When I first arrived, and then at many points during my
stay, Amos would comment: “Jo is here! And it’s really normal!” He was right.
Even though the whole experience was very different to anything I had
experienced before, I felt very at home with the Bewicks and we spent a lot of
time simply sitting, drinking multiple cups of tea, and putting the world to
rights, almost as if we were in Borth. They are both always very keen to remind
people that they are just ‘Bridget and Amos in Zambia’ – not missionary heroes
or spiritual giants. We talked a lot about the limitations we all face as we
try to help our communities – and how sometimes it can all seem so much more
exciting and glamorous from a distance than it is in reality.
The reality, as I experienced it during my time,
is that Bridget and Amos have made quite an unusual choice in the way they live
and this comes with both advantages and challenges. Life on the Pilgrim
Wesleyan compound is quite slow and simple. Power cuts due to load shedding as
a result of drought meant that many meals were cooked over the brazier rather
than inside on the hob – and the boiling the kettle for tea takes time if you
have to make a fire first. There are many simple tasks to do that can be time
consuming such as cleaning maize by winnowing using the wind, which Bridget
taught me to do in my first week! Bridget is known by locals as a good wife and
a white woman who sweeps as she undertakes basic household chores herself, like
the other women in the community. Time is a pretty flexible concept in Choma and
we experienced very little hurry or rush while there. There is time to pray,
read, think, bake, visit and sit with people - just because. There are demands
in other ways, however. Although most of the people we visited are getting by,
for many it is very much a week to week, day to day existence, and it can be
hard to weigh up how to respond to a constant flow of requests, often very
genuine ones, for assistance of different kinds.
|
Here is Bridget, not really behind bars, but
opening her kitchen door to let some air through |
Amos has a beautiful hammock, which is most
wonderful to lie in. A couple of weeks into my stay, I was offered the
privilege of a session lying in it during a hot and lazy afternoon. It hangs
between two mango trees and is set up in such a way that you can lie mostly in
the shade and even rest your mug on a carefully placed brick, so that tea is
always within reach. One potential consequence of reading or dozing in the
hammock is that it is very open and as a result you may end up having an
impromptu chat with any number of passers-by. The most common version of this
for Amos was the frequent interruption of small children who would persist in
asking for mangoes from the trees, even though they were not yet ripe – still
green, hard and not very tasty. Amos usually sent them packing but despite
this, they remained persistent and often made off with unripe mangoes anyway.

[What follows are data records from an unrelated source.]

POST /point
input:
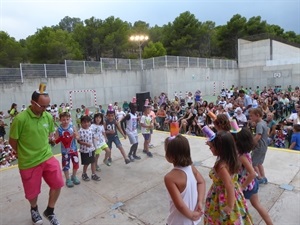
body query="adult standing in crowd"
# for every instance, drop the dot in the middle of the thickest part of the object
(29, 136)
(247, 102)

At the end of my stay, the three of us travelled for a short
visit to Livingstone where I would get my flight back to the UK. We enjoyed two
very luxurious days cooling off in the pool at Fawlty Towers lodge, drinking
yet more tea and heading out in search of animals. Livingstone is actually
within Zambian National Park territory and so there is plenty of potential for
seeing wildlife. On the shores of the Zambezi River, we watched the sun go down
over a group of hippos, while paying tourist prices for a coke or Mountain Dew.
It felt like the absolute height of luxury to have not only hot water and a
swimming pool but also this wonderful view. The hippos were close enough to
hear as well as see, and we also saw crocodiles and various interesting birds,
as well as impressive displays of lightning as the stormy weather rolled in.
There is much more that could be said about Choma, and
Zambia. In fact, I left with the feeling that I would definitely need a second
visit at some point! In the meantime, I’ll leave you with what feels like a
familiar sight, even weeks after I returned to the UK – Amos presiding over his
class of younger children – just outside the Bewick front door. If you want to
know more, why not book a visit yourselves?